US 12,328,604 B2
Utilizing invariant shadow fading data for training a machine learning model
Howard John Thomas, Stonehouse (GB); Christopher Michael Murphy, Bath (GB); Kexuan Sun, Stevenage (GB); Agustin Pozuelo, County Dublin (IE); Baruch Friedman, Dublin (IE); and Takai Eddine Kennouche, Meylan (FR)
Assigned to VIAVI Solutions Inc., Chandler, AZ (US)
Filed by VIAVI Solutions Inc., San Jose, CA (US)
Filed on Mar. 25, 2022, as Appl. No. 17/656,635.
Prior Publication US 2023/0308900 A1, Sep. 28, 2023
Int. Cl. H04W 72/02 (2009.01); G06N 5/022 (2023.01); H04W 16/22 (2009.01); H04W 24/02 (2009.01); H04W 24/08 (2009.01)

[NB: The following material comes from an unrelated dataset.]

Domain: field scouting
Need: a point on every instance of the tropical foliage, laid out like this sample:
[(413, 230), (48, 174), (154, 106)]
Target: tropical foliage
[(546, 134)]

CPC H04W 24/02 (2013.01) [G06N 5/022 (2013.01); H04W 16/22 (2013.01); H04W 24/08 (2013.01)] 20 Claims
OG exemplary drawing
 
1. A method, comprising:
receiving, by a device, real mobile radio data identifying measurements of radio transmissions of base stations and user devices of a mobile radio environment in a geographical area;
receiving, by the device, network topology data associated with the geographical area;
utilizing, by the device and based on the network topology data, a machine learning feature extraction approach to generate a representation of invariant aspects of spatiotemporal predictable components of the real mobile radio data;
generating, by the device and based on the representation of invariant aspects, stochastic data that includes a probability that a radio signal will experience fading;
utilizing, by the device, the stochastic data to identify a realistic discoverable spatiotemporal signature;
training or evaluating, by the device, a system to manage performance of a mobile radio network based on the realistic discoverable spatiotemporal signature;
generating a validation dataset for the system based on the realistic discoverable spatiotemporal signature; and
validating the system with the validation dataset.